As expected, a new, bipartisan bill was introduced Monday by Minnesota legislators hoping to keep the Vikings from joining the former Minneapolis Lakers in Los Angeles. A news release issued by those sponsoring the bill bears the following headline: “ONLY THOSE WHO BENEFITS FROM A VIKINGS STADIUM WOULD PAY FOR IT.”
The proposed bill contemplates that the team will cough up $264 million, and that the remaining $527 million will be spread out over 40 years.
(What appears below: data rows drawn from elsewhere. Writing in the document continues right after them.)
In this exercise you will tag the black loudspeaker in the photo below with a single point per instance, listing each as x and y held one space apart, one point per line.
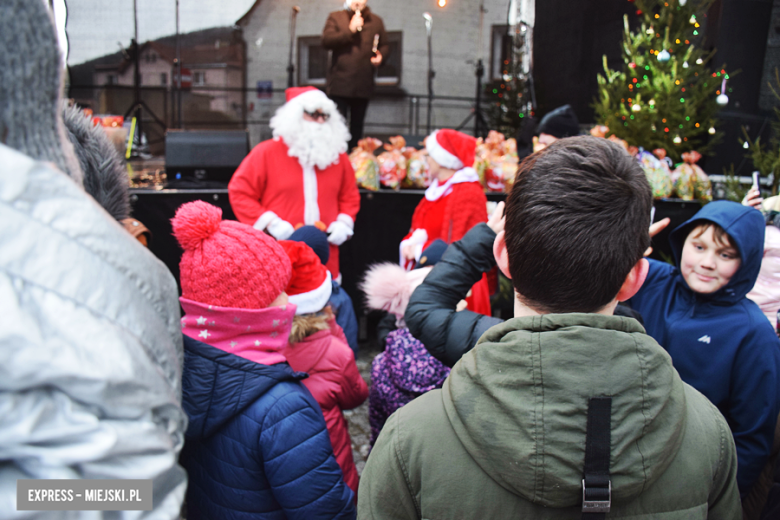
204 155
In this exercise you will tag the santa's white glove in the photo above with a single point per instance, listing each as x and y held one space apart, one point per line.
338 233
280 229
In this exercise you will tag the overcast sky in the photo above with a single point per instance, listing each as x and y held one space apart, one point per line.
95 26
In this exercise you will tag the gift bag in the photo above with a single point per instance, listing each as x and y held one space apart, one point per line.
365 164
690 180
392 163
417 175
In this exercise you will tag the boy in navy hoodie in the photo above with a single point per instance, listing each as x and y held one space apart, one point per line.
719 341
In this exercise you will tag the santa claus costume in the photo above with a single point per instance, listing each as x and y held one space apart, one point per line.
450 207
300 177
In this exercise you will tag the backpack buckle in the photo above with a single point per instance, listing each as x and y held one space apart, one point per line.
597 498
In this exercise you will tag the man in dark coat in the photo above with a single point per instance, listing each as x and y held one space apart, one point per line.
350 33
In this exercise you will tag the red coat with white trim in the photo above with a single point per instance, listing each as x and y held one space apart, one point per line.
268 179
336 385
451 216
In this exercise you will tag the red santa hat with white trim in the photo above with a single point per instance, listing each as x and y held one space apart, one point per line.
310 286
451 149
310 98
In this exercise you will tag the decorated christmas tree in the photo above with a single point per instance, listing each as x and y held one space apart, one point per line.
666 95
507 100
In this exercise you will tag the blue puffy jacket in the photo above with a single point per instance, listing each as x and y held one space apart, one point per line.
721 343
256 446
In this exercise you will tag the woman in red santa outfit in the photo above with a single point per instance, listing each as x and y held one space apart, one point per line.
454 203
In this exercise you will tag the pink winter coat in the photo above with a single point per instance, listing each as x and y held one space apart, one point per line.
766 292
336 385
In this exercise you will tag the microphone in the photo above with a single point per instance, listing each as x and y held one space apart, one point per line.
428 20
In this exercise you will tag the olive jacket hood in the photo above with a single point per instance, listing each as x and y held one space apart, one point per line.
511 420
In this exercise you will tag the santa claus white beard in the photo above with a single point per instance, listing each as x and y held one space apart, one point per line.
315 144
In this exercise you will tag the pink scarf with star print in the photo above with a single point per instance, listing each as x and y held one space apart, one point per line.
258 335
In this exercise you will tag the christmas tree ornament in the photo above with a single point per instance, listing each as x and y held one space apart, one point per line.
658 177
722 99
690 181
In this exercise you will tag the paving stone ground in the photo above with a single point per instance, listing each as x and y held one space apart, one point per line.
357 419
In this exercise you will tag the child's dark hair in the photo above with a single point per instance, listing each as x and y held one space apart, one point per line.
577 221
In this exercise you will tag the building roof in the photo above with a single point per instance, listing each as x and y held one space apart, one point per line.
216 45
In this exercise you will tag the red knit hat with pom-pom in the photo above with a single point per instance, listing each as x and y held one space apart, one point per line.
226 263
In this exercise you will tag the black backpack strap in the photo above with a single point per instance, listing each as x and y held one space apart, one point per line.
596 484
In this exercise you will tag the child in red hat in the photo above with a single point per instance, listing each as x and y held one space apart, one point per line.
256 444
314 348
453 203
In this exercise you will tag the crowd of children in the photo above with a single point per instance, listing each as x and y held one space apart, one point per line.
693 393
621 386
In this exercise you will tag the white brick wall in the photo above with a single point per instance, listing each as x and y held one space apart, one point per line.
455 49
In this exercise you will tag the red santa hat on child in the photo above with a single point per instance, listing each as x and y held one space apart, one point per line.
310 98
310 285
451 149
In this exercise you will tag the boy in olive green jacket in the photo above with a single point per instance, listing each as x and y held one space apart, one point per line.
506 436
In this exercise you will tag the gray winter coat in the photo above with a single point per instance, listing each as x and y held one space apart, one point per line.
90 345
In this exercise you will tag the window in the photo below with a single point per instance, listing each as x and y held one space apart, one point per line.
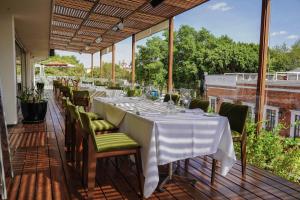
295 124
251 110
228 100
213 103
271 117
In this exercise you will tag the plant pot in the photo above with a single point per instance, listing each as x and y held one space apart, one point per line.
34 112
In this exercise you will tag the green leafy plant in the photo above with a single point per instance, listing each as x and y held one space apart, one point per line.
270 151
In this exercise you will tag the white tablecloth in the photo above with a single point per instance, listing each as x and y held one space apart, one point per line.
166 138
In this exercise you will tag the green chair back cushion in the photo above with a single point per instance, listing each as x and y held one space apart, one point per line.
134 93
114 141
81 98
102 125
175 98
236 114
197 103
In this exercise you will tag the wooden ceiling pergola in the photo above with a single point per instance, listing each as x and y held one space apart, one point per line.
76 24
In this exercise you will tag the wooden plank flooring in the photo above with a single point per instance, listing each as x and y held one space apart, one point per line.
42 172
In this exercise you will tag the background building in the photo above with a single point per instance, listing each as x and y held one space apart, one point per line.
282 102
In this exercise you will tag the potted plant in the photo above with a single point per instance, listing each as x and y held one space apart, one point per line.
40 86
33 105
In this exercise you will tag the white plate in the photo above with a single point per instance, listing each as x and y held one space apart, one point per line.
211 115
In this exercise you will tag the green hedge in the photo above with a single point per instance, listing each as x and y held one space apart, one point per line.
272 152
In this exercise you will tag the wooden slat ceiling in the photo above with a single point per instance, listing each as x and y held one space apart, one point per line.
76 24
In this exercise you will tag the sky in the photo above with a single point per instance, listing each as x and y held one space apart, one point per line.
239 19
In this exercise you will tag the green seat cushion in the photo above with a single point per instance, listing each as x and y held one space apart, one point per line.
197 103
94 116
236 136
102 125
175 98
91 115
114 141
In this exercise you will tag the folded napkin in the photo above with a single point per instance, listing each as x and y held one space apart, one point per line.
149 113
195 110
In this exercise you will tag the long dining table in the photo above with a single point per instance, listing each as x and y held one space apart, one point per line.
168 135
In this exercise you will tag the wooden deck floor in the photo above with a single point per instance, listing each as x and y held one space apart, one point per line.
42 172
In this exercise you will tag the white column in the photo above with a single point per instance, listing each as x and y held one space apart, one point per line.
8 67
29 71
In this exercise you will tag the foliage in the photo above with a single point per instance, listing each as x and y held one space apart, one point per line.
106 72
31 95
198 51
77 70
270 151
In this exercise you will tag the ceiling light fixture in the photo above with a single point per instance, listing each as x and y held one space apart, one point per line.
155 3
98 40
119 26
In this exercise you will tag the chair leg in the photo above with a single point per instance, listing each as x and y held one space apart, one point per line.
92 162
73 145
78 156
243 158
138 162
186 163
213 171
85 158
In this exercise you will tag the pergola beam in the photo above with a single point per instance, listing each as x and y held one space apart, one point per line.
171 48
100 64
92 65
133 61
263 59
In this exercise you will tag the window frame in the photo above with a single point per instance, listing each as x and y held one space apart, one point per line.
292 128
215 98
267 107
252 107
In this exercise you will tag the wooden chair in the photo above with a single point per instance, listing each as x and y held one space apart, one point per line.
237 116
175 98
134 92
82 98
105 146
197 103
75 127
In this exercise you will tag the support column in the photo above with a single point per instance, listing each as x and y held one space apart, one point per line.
92 66
8 78
133 61
113 67
29 71
101 70
171 46
263 56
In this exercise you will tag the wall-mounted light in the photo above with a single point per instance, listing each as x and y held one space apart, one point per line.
98 40
119 26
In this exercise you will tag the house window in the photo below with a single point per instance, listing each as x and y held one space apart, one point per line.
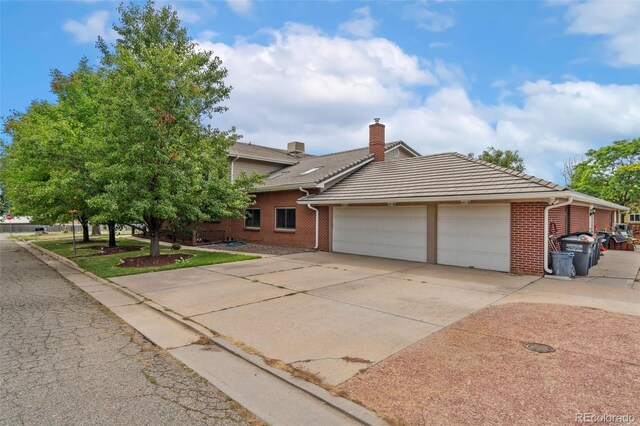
286 218
252 218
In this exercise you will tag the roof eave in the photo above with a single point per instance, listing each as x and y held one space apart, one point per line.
287 187
541 195
265 159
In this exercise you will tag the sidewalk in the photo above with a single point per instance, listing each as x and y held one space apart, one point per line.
270 394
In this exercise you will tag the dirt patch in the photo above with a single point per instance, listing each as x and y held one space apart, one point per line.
146 261
477 370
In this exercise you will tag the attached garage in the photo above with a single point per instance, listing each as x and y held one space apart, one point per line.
474 235
394 232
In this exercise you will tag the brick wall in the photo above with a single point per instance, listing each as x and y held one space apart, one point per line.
578 218
604 219
303 236
527 238
558 217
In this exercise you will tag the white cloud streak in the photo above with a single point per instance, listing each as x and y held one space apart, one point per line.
241 7
94 25
361 25
324 90
617 22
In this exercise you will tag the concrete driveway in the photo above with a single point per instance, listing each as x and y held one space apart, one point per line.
327 313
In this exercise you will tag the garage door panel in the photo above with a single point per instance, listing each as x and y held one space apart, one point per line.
472 235
394 232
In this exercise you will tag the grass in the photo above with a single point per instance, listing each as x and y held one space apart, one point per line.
104 265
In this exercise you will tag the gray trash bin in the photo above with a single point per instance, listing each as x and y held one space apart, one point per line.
562 264
582 250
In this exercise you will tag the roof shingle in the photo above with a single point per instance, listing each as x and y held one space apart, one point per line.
439 175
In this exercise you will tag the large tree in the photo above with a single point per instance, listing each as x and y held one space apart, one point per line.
165 163
611 172
45 167
509 159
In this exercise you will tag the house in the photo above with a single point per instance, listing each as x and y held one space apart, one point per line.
387 200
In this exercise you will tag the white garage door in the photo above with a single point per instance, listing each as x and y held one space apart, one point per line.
474 235
395 232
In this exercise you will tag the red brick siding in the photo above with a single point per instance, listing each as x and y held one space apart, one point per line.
558 217
304 234
578 218
527 238
604 219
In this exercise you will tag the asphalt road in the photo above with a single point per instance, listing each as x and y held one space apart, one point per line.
66 359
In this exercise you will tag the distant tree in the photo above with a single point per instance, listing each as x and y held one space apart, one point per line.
611 172
568 166
164 164
46 166
509 159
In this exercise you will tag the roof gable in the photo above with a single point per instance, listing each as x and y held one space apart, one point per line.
313 170
439 175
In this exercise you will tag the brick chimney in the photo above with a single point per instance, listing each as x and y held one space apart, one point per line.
376 140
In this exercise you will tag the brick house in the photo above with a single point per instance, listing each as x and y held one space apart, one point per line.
387 200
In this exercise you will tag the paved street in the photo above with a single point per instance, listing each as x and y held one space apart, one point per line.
65 359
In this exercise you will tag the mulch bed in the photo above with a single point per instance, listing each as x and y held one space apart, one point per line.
477 371
146 261
104 250
257 249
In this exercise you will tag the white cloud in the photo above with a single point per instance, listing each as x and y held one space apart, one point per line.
241 7
188 15
325 90
427 18
305 80
93 26
362 25
616 21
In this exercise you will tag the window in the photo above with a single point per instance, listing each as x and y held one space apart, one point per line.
286 218
252 218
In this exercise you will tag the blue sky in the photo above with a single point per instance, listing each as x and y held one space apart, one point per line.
550 79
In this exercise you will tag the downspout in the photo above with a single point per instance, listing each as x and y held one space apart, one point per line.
317 217
233 161
546 232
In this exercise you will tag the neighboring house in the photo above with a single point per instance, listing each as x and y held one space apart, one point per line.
388 201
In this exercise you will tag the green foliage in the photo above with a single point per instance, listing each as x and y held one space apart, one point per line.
509 159
611 172
164 163
104 265
45 167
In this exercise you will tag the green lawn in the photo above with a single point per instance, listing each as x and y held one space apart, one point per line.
104 265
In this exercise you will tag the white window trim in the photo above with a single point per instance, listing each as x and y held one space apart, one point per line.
245 218
276 219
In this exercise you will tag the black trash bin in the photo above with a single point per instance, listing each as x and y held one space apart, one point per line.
562 264
582 252
606 237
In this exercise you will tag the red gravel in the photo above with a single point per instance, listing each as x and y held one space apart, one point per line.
146 261
477 370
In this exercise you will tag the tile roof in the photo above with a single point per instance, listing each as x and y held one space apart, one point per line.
439 175
265 153
311 170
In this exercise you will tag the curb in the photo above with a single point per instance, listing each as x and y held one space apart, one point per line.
345 406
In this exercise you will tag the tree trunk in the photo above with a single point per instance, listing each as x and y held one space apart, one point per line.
154 232
85 229
112 233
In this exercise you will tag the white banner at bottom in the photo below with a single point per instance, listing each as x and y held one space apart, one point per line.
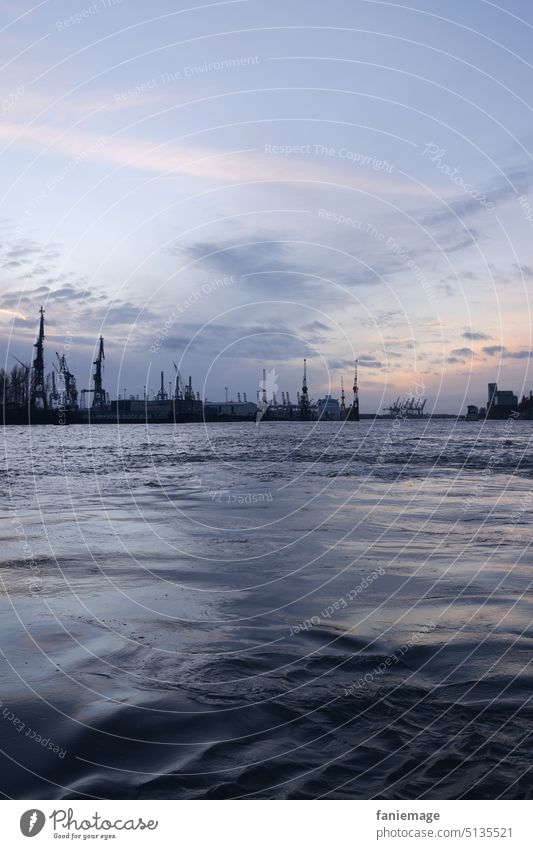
264 824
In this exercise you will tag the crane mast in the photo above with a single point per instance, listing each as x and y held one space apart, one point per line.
38 397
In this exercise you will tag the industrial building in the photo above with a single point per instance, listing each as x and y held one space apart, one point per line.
501 402
32 397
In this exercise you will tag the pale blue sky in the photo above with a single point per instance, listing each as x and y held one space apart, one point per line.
273 181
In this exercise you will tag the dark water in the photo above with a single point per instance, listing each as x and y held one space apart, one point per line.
273 612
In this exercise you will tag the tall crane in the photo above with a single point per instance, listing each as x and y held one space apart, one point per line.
99 397
70 392
353 412
304 397
38 398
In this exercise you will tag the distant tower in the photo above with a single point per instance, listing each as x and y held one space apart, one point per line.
264 399
354 409
162 395
99 399
38 397
70 396
304 398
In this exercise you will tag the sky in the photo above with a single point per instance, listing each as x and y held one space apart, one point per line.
232 186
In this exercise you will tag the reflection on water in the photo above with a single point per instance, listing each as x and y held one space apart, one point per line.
290 611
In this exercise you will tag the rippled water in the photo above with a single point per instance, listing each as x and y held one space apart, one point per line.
275 611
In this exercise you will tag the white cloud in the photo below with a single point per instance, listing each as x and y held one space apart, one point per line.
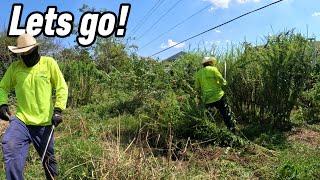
316 14
220 3
246 1
172 43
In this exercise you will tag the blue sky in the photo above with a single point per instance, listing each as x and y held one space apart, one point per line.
303 15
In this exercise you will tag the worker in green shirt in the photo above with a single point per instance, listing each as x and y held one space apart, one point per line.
33 78
209 82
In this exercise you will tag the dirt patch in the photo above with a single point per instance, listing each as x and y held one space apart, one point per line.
306 136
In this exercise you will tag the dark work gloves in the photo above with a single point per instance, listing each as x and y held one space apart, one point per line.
4 112
56 117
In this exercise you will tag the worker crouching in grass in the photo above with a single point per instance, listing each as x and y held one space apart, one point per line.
209 82
33 78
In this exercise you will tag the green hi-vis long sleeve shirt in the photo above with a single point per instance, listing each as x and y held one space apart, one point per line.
33 88
210 81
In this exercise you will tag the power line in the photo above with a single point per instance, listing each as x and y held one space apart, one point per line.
172 28
146 16
154 24
250 12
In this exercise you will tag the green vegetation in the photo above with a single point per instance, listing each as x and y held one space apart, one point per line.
138 118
The annual principal and debt payments would come from a hotel surtax (1.5 percent, for an estimated annual revenue stream of $8 million), a slice of jersey purchases (6.875 percent, which is expected to generate $16.9 million per year), a sports-themed scratch-off lottery game (which is expected to raise $5.5 million per year), and a rental-car tax (which also is expected to raise $5.5 million per year).
“The Vikings only have 20 games left in the Metrodome, and there are two weeks left of session. It’s clear that the window to build this stadium is closing,” said state Senator Tom Bakk, chief-author of the Senate version of the bill. “If we wait another year to move this project forward, it will cost another $50 million. This bill gives us the opportunity to put 13,000 people back to work, bringing $300 million in new wages to Minnesota. And it guarantees the Vikings will stay in Minnesota for the next 40 years.”
In the more concise words of United States Poet Laureate Daniel Lawrence Whitney, “Git ‘r done.”